Presented at Texas A&M University and the 2017 AAA Annual Meeting.

Abstract: This study examines the relation between tax risk and tax related-litigation costs. We document a significant increase in non-IRS tax-related litigation and show directors’ and officers’ (D&O) insurers have changed pricing of measures of tax planning and reporting. First, the incidence of tax-related litigation (shareholder litigation and SEC enforcement) increased roughly 300 percent from 1996-2005 (25 total cases with settlements of $215 million) to 2006-2016 (99 total cases with settlements of $686 million, with 23 cases still pending). Second, concurrent with tax-related litigation becoming more economically significant, D&O insurance premiums switched from being associated with simpler tax planning and reporting proxies in the earlier period, such as effective tax rates and book-tax differences, to more complex proxies in the later period, such as tax accrual quality and uncertain tax positions. Overall, non-IRS litigation is a growing source of tax risk, and D&O insurance premiums provide useful information about tax risk.

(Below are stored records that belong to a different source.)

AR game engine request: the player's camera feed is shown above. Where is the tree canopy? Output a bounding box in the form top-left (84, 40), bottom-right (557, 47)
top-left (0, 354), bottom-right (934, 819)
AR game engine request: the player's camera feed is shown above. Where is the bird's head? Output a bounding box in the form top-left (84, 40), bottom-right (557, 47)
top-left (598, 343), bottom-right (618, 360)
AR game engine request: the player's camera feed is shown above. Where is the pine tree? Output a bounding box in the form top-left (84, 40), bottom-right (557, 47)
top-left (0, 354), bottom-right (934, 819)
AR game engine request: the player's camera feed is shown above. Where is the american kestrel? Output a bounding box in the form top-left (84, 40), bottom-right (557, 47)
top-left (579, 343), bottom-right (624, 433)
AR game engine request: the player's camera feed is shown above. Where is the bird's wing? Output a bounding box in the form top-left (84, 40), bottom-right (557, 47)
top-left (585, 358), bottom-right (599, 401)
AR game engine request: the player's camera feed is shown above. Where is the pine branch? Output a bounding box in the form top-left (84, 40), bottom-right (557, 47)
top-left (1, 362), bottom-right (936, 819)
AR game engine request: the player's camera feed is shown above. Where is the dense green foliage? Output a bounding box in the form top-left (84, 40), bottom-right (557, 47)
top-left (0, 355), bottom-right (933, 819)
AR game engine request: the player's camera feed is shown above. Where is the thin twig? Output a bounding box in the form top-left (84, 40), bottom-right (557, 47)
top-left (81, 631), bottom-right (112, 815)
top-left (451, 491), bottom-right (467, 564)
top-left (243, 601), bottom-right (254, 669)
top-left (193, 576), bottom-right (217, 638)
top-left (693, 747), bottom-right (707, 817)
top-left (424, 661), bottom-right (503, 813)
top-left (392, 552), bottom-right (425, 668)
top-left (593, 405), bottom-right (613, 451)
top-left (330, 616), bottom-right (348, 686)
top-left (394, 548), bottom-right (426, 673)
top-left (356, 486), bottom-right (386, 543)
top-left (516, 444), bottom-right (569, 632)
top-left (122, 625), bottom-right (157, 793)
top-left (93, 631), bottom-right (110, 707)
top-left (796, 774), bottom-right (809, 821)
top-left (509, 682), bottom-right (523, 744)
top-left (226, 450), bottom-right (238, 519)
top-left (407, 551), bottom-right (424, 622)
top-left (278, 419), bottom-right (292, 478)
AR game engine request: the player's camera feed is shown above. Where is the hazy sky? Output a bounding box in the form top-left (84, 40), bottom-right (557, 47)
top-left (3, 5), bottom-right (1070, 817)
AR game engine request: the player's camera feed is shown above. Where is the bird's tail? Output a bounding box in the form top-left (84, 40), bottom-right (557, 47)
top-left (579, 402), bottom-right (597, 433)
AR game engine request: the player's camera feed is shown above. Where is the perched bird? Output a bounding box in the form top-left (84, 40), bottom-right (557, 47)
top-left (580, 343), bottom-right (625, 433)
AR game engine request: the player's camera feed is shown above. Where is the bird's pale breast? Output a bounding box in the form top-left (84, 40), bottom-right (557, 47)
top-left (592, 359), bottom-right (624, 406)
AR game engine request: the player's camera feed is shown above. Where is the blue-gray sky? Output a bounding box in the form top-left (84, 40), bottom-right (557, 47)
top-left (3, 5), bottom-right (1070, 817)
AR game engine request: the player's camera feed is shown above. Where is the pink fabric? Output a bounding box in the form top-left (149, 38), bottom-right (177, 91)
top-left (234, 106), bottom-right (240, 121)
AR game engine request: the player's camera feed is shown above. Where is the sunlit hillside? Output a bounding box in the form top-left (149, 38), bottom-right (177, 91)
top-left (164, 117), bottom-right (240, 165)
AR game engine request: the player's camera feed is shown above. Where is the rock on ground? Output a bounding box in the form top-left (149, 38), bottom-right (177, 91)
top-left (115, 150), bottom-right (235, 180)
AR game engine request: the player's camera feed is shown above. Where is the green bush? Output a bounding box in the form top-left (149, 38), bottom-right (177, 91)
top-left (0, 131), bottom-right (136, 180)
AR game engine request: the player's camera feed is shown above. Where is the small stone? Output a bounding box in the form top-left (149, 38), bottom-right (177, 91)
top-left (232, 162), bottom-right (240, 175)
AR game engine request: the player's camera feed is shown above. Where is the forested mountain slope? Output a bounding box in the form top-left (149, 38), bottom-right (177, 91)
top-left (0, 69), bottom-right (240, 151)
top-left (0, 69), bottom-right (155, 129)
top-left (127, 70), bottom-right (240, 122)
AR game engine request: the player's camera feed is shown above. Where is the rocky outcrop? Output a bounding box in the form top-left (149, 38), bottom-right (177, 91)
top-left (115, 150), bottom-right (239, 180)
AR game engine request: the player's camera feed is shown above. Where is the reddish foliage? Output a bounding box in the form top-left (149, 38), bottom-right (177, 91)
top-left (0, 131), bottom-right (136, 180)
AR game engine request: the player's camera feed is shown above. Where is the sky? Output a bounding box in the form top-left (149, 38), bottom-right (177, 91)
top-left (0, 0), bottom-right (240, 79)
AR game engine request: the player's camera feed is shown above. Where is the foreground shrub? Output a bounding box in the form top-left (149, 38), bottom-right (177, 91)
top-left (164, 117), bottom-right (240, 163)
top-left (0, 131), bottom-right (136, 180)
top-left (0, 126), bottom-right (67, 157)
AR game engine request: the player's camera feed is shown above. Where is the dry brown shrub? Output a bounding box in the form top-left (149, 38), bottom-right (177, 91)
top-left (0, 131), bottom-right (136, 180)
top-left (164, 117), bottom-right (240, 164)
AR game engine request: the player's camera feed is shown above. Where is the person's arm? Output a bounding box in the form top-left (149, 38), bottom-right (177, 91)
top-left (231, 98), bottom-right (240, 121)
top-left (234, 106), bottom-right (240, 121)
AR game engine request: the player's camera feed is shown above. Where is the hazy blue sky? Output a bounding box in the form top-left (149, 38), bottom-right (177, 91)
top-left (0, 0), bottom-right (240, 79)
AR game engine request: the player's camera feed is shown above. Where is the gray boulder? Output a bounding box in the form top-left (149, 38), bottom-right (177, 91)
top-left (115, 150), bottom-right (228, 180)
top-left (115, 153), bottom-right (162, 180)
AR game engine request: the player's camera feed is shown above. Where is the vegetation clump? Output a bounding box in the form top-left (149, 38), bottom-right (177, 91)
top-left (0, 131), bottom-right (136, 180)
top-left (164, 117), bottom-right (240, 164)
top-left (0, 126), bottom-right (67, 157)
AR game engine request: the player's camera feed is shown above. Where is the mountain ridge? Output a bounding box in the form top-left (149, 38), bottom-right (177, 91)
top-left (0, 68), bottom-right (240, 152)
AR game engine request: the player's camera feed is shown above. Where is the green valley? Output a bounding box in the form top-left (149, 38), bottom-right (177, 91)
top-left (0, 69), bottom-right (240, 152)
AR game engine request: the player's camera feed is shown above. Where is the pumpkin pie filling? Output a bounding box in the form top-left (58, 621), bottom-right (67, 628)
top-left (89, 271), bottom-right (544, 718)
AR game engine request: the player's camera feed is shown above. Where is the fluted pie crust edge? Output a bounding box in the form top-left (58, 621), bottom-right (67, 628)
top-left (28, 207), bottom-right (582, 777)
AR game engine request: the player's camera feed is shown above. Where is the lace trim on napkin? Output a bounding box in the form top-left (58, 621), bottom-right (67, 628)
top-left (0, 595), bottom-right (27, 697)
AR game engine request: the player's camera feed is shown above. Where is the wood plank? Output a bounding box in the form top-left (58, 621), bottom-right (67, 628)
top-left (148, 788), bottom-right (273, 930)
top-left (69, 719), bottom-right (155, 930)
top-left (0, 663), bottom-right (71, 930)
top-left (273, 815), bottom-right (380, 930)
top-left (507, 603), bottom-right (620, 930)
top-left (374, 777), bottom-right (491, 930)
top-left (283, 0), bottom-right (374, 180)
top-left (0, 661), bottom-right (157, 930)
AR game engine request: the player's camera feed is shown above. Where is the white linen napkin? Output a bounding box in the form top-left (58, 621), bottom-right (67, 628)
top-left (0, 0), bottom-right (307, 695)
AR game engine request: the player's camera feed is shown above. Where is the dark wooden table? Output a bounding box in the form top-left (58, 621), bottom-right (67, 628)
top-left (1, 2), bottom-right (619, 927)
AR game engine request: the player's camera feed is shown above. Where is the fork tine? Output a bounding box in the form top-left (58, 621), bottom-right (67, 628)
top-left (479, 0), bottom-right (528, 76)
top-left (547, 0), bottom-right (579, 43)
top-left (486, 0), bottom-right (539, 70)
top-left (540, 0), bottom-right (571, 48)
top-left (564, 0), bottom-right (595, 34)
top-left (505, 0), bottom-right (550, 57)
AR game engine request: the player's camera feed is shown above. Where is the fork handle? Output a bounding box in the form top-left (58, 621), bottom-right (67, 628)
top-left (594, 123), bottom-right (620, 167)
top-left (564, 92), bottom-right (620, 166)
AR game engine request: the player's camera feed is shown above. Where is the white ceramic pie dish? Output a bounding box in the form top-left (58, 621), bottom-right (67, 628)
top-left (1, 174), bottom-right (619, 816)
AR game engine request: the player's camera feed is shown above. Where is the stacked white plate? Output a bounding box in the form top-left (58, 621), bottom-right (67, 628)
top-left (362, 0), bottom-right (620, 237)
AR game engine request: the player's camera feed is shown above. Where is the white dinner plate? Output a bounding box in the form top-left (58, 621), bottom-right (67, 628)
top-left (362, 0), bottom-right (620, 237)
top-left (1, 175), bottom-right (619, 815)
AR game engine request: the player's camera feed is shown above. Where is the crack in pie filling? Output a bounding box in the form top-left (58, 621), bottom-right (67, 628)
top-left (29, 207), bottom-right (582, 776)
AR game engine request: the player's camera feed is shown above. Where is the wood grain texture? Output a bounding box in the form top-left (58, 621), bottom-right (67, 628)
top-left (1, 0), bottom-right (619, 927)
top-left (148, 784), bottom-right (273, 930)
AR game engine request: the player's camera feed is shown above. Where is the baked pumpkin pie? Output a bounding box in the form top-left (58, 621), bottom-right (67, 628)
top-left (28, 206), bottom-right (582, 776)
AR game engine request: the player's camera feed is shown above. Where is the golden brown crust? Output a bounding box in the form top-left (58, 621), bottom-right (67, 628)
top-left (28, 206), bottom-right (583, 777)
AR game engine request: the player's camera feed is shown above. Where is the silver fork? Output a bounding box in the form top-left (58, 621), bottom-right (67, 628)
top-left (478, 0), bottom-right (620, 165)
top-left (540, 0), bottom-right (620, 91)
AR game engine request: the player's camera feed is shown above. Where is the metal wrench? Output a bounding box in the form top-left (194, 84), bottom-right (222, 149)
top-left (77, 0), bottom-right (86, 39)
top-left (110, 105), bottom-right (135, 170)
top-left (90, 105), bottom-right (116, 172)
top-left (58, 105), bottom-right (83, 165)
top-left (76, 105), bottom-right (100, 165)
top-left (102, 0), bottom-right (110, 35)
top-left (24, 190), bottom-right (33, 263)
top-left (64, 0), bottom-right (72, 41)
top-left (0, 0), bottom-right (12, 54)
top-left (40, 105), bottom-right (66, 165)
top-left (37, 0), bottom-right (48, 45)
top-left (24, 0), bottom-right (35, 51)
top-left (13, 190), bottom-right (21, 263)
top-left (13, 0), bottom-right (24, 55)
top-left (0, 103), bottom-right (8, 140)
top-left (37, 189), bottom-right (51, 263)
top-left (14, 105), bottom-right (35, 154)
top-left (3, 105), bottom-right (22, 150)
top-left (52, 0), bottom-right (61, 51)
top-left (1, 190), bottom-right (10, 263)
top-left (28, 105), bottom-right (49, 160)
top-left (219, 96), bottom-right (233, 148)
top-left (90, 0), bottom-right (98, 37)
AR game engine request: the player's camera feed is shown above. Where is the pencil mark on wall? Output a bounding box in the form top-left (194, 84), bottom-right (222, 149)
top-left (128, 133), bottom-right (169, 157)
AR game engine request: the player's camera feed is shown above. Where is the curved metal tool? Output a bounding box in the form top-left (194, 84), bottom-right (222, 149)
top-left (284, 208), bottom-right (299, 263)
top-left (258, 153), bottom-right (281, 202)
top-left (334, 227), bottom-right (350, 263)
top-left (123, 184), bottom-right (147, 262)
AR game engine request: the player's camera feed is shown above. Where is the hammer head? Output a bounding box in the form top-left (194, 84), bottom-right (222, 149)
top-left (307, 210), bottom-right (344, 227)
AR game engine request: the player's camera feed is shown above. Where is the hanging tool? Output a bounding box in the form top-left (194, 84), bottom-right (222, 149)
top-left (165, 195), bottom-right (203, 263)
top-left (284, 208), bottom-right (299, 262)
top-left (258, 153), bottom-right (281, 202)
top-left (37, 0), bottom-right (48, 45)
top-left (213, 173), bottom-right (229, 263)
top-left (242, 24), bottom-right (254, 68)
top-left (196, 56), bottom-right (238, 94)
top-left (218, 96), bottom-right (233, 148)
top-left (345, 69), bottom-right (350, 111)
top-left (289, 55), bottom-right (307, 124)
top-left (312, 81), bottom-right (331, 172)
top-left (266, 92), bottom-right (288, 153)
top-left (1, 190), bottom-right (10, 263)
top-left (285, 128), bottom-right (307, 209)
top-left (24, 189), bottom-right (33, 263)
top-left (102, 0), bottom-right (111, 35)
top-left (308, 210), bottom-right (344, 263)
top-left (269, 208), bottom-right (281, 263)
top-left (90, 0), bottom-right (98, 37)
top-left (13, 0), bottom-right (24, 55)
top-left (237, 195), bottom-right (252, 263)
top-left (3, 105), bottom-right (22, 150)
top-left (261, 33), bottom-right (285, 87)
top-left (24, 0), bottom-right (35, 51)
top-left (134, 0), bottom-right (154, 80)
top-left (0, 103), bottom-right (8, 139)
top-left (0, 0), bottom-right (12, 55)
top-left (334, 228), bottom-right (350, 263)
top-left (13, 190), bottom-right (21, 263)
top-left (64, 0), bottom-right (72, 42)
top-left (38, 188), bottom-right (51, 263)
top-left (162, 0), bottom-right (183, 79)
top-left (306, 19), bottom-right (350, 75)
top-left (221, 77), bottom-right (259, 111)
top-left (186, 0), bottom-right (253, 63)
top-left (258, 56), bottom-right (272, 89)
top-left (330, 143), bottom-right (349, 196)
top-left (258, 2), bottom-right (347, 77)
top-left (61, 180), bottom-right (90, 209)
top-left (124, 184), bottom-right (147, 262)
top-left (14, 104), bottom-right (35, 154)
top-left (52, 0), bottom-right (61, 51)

Internal Control Quality and Bank Performance During the Financial Crisis with Matthew Baugh and Matthew Ege.

Presented at the 2017 Arizona State University/University of Arizona Joint Accounting Conference, the 2018 AAA Audit Midyear Meeting and the 2018 Lone Star Conference.

Abstract: It is unclear whether strong internal controls at banks lead to more efficient risk-taking or to absolute reductions in risk-taking, which reduces the likelihood of bad and good outcomes. We find that banks that disclosed a material weakness in internal controls prior to the crisis are more (less) likely to have experienced extreme negative (positive) performance during the crisis, suggesting internal controls improve efficient risk-taking. We also find that these banks increased lending in the crisis, contributing to the origination of bad loans. Overall, results suggest that internal controls do not just reduce risk-taking but also improve performance, on average.


U.S. Evidence from D&O Insurance on Agency Costs: Implications for Country-Specific Studies with Brian Monsen and Dain C. Donelson.

Presented at the 2018 Law and Social Science Workshop and 2019 AAA FARS Midyear Meeting.

Abstract: Many academic studies use country-specific evidence to investigate research questions of broad interest due to unique research advantages of a given country, such as data availability or to exploit an exogenous event that allows identification. One such research stream examines Canadian directors’ and officers’ (D&O) insurance and generally finds that policy limits are positively associated with firm agency cost measures. However, the U.S. and Canada differ on key legal issues relevant to securities litigation and institutional features of the D&O insurance market. Accordingly, we predict and find that premiums, rather than limits, provide useful information about U.S. agency cost measures. Thus, while researchers argue for disclosure of U.S. D&O insurance information, the usefulness of such disclosures would be limited. We conclude that calls for the disclosure of U.S. D&O insurance information are premature. Our findings provide a cautionary note for the generalizability of country-specific studies.